Etwa, dass Wirtz es überhaupt nicht gemocht habe, von Patienten auf der Straße angesprochen zu werden. Dann sei er dem Fragenden ins Wort gefallen und habe diesen gebeten, sich zwecks Untersuchung an Ort und Stelle die Hose auszuziehen, womit das Gespräch erst einmal beendet war und die "Behandlung", wenn denn wirklich notwendig, später in der Praxis weitergeführt wurde.

Als gebürtiger Lengsdorfer habe Wirtz die Sprache der Oberwinterer gesprochen, sagte Atzler. Sie hätten gewusst, was sie an ihm gehabt hätten, auch wenn er kaum jemals jemanden vor einem medizinischen Eingriff narkotisiert habe. So wenig zimperlich er mit anderen war, so hart sei er gegen sich selbst gewesen.

Zum einen sei er vom Frühjahr bis Herbst und noch bis ins hohe Alter täglich in aller Frühe im Rhein geschwommen. Als guter Schwimmer habe er auch zwei Kinder aus dem eisigen Rheinwasser gerettet, wofür ihm entsprechend der Urkunde im Oberwinterer Rathaus auch die "Rettungsmedaille mit dem Bande" von Kaiser Wilhelm II. verliehen wurde. Zum anderen habe er es gewagt, sich in einem Dorf als selbstständiger "Zivilarzt" niederzulassen, in dem auch wegen des niedergehenden Weinbaus große Armut herrschte.
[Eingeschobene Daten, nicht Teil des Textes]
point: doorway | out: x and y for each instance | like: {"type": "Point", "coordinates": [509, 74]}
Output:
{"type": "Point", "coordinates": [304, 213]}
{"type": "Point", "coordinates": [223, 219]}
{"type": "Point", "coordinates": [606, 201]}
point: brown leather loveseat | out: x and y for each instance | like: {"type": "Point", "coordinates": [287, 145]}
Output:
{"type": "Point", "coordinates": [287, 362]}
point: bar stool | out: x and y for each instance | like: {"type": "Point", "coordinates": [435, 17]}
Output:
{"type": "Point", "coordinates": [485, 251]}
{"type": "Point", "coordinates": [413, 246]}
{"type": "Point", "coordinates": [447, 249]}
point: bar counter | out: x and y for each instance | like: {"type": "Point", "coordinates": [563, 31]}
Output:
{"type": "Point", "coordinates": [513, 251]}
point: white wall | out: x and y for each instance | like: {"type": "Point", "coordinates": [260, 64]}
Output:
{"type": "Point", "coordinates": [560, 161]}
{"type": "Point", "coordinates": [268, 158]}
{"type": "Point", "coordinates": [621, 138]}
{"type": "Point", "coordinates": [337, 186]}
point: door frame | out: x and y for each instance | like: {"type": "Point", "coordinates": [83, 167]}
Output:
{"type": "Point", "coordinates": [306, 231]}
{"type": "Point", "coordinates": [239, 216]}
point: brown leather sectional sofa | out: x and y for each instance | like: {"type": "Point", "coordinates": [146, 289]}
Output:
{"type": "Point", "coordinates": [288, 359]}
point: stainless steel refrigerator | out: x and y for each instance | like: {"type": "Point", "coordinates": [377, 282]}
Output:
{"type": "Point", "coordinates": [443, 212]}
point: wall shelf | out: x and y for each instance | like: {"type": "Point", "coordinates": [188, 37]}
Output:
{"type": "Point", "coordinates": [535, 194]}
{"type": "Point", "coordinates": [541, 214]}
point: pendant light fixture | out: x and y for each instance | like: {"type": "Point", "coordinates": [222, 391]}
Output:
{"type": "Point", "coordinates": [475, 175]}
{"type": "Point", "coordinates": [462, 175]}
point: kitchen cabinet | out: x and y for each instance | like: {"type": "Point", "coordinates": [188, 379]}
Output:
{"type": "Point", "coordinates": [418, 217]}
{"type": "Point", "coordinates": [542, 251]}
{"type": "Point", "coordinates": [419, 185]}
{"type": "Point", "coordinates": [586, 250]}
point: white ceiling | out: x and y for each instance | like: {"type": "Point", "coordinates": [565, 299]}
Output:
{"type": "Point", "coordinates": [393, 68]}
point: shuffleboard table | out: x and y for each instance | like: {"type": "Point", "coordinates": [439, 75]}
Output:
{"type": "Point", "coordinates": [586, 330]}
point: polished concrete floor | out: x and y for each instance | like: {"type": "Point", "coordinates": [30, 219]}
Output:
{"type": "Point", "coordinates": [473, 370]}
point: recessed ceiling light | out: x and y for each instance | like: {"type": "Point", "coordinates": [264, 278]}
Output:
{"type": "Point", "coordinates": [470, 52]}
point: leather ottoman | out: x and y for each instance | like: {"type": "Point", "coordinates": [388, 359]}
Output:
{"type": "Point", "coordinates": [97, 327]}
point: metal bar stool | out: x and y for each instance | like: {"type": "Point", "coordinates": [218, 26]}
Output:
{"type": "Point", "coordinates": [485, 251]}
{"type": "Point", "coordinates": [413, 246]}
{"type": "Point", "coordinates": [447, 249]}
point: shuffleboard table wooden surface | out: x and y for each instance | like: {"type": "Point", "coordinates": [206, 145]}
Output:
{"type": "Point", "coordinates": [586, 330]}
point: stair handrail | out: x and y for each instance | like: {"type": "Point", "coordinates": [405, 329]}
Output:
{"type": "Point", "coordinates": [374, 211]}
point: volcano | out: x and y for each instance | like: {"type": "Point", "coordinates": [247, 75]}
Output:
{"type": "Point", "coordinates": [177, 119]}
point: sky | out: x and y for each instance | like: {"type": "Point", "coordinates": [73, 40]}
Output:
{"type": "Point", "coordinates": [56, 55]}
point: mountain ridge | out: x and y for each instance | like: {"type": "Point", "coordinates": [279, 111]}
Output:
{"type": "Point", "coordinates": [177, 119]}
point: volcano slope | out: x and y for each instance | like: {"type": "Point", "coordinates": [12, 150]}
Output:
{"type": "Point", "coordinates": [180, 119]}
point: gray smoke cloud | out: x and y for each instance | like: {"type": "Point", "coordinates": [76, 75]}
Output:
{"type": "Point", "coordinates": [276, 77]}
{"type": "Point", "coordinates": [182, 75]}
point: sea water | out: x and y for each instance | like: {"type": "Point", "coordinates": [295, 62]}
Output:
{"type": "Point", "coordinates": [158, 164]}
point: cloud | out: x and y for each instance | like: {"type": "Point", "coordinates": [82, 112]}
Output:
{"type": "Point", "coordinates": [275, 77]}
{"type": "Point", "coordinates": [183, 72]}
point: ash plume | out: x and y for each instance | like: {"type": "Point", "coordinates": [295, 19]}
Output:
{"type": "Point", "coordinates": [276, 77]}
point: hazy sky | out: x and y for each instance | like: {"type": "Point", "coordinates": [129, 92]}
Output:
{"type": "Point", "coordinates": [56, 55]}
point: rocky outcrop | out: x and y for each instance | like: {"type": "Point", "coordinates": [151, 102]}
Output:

Da ließ er sich nicht selten in Naturalien bezahlen, auch um seine Frau, eine Oberwintererin, und die neun Kinder zu ernähren.

Außerdem erschloss er neue Territorien in Zeiten, als der Transport das größte Problem war: Als einer der ersten, die im Ort ein Fahrrad hatten und auch darauf fahren konnten, fuhr er bis nach Berkum und Oeverich und bot in den dortigen Gasthäusern Praxisstunden an. Mit dem Ruderboot setzte er sogar nach Rheinbreitbach über. Wegen mangelnden Telefonanschlusses diente tagsüber eine rote Fahne und nachts ein rotes Licht als Signal für einen Notfall. Weil seine Patienten so arm waren, vermied er soweit möglich das Verordnen teurer Medizin, die damals noch immer extra in der Apotheke hergestellt werden musste, und riet zu alten Hausmitteln, oder stellte die Rechnungen teils erst Monate oder Jahre später.

Auch verwies er auf die Bedeutung von Hygiene, brachte den Kindern des Orts das Schwimmen bei und arbeitete parallel als Impf- und Schularzt sowie Arzt bei der Reichsbahn und sogar Tierarzt. Unterm Hochzeitsbild von Felix Wirtz und seiner Frau Gertrud, geborene Schlösser, saßen die Besucher von Sommerfest und Ausstellung und aßen Kuchen, als ob sie bei einer Familienfeier wären. Auch im idyllischen Rathausgarten riss der Gesprächsfaden nicht ab. Viel bestaunt und gelobt waren die Exponate, die Atzler auch nach Interviews mit Wirtz' Sohn Karl zusammengetragen, und Christian Schmiedel für die Präsentation arrangiert hatte. Zehn Schautafeln und außerdem Bilder zierten die Wände, in Vitrinen waren Unterlagen und Utensilien zu sehen: vom Verlobungs-Kaffeeservice bis zum Augenspiegel und hölzernen Stethoskop von Wirtz. Die Ausstellung zeigt auch, wie die medizinische Versorgung in nur wenigen Generationen vorangeschritten ist.

Zu sehen ist die Ausstellung sie bis Ende September immer samstags von 17 bis 18.30 Uhr und sonntags von 11 bis 12.30 und von 16 bis 18 Uhr im alten Rathaus, Hauptstraße 99, in Oberwinter.

Der Sanitätsrat

Felix Wirtz wurde ist 1864 als ältestes von 17 Geschwistern in Lengsdorf bei Bonn geboren und starb 1952 in Oberwinter. Gemäß Atzlers Recherchen wurde er auf Initiative des Remagener Landbürgermeisters, Clemens von Lassaulx, 1892 zunächst als Distriktarzt in der Gemeinde angestellt. Als selbstständiger Zivilarzt ließ er sich 1893 nieder und betrieb bis 1950 seine Praxis im "Wirtz'schen Haus", Ecke Ankergasse/Am Yachthafen, das aus dem Vermögen der Schwiegereltern stammte. Der Titel Sanitätsrat rührt von seiner Zeit als Arzt im Hilfslazarett Rolandseck während des Ersten Weltkriegs.